When I was a boy, my grandmother told me that we had Indian blood in us. She didn’t know the tribe or the connection, and my subsequent research couldn’t find any Indian intermarriages, but from childhood on I have fondly hoped of some blood connection to Native America. All of my life I’ve been interested in Indian history and heritage, and I spent two years as a missionary to Native Americans.
And I’m a little dark.
For a Caucasian with blue eyes, I have a darker tint and I tan quickly and darkly. For the last six generations along one line, there has always been a darker person among the fair and light complected. My daughter, my mother, her father, his mother, her mother, and I, all distinctively colored.
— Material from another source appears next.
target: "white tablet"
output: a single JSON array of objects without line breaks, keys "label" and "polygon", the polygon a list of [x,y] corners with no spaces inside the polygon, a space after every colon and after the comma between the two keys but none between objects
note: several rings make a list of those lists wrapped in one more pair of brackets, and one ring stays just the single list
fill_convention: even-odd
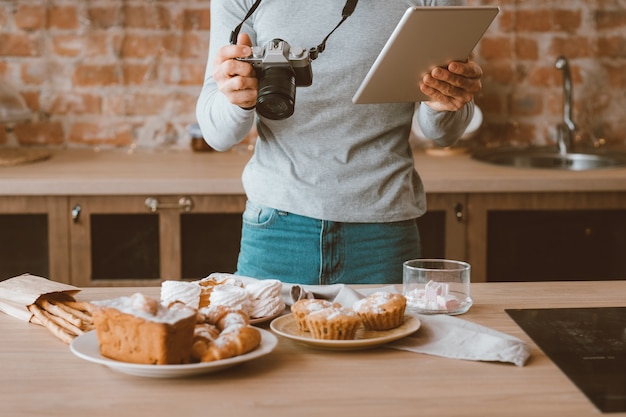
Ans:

I hoped my DNA test would tell me why, I hoped it would connect me to some tribe of American Indians.
Or to some hint of African descent.
Because while you can’t pick your ancestors or heritage, I have always thought that being descended from African slaves would be a noble and empowering heritage. To know that blood of your blood had made the horrific passage in the belly of a slave ship, been subjected to the horrors of slavery, and still survived, that would be amazing. A heritage of endurance and strength. Something to live up to.
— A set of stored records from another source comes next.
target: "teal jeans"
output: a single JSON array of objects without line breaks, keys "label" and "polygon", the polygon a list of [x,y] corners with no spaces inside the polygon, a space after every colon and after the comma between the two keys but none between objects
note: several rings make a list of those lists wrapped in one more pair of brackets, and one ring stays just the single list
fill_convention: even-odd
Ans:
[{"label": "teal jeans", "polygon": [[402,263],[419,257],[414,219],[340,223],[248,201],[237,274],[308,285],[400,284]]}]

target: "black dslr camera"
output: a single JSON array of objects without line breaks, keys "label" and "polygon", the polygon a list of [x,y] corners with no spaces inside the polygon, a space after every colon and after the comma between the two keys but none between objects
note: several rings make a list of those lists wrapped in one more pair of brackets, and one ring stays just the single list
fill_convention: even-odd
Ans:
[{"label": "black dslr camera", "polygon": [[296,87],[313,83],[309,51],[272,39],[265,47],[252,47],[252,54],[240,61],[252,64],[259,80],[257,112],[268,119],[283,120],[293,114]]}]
But that all turned out to be crap.
The whole thing.
It turns out that though I can tell you a fair number of names in my ancestry, I didn’t know much about blood.
At least according to the DNA.
According to the DNA, I’m an Irishman.
My genetic ancestry is 47 percent Irish, 35 percent Western European and 6 percent Scandinavian.
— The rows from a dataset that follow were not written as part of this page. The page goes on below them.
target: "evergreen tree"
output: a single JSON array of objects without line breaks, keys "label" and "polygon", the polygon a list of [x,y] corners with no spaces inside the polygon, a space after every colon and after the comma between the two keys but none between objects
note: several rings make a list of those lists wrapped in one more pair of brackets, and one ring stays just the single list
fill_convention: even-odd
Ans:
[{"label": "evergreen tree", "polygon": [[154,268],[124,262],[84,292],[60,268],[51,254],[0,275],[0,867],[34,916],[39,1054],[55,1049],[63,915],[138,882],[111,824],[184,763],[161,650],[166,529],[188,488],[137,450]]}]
The remaining 12 percent is “trace.”
Specifically, 4 percent each from Great Britain and what they call “Italy/Greece,” 3 percent from Spain or Portugal, and the remaining fraction of 1 percent is European Jew.
To be honest, when I opened the link, I was crestfallen.
I was almost sick.
First, there was no hidden treasure, no black or Indian. Second, the heritage I had embraced in my mind – English – was marginal, washed out and meaningless. Third, my family heritage has always been so completely un-Irish. We don’t – to tick off the stereotypes one by one – drink, fight, sing, vote Democrat or believe in the pope.
And I grew up in the era of the IRA troubles in Northern Ireland, when the Irish name was stained by bloodshed. Most of what I know about Irish people I learned watching Bing Crosby and John Wayne movies.
But now I’m a Mick.
And I have to pretend to be offended when somebody says “Paddy wagon.” My wife – an alabaster-complected girl with red highlights and freckles – says she’s going to loan me a “Kiss Me I’m Irish” button.
I guess I shouldn’t be surprised.
As I think about it, Kaple and Royce are two of my family lines – and Irish names – and my second-great grandmother’s first husband fell in an Irish regiment in the Civil War.
Plus, I’m a bastard.
The genealogy and maybe the identity of my father are unknown. I met the man who married and ran out on my mother when I was 30. I was always told he was my father, and I looked a lot like him, but he was a bastard himself – his mother conceiving while an inmate at a state asylum – so there’s no real answer about his origins.
But I’m thinking Irish.
On the website of the Ancestry people, they talk a lot about science, but nothing about psychology. The science I understand, the psychology I don’t. In learning my heritage, I lost my heritage. I don’t yet feel empowered and informed, I feel stripped.
But being stripped of ignorance is a precursor to learning truth.
Richard Lounsbury did come here from Loundesborough, England, in 1632, and I am his direct descendant. But there is a lot of breeding done over near 400 years, and the blood bonds of the human family are deep and wide.
And I am in significant part an Irishman, at least by American standards.
Now I have to figure out what that means.
Do I learn a history and a culture I was not raised with? Do I study a nation and a people I had felt no connection to? Do I reach through my ignorance to feel the embrace of blood? Do I seek an ancestral reunion after generations and perhaps centuries?
But not today. Today I am still stunned.
But at least I learned where my red whiskers come from.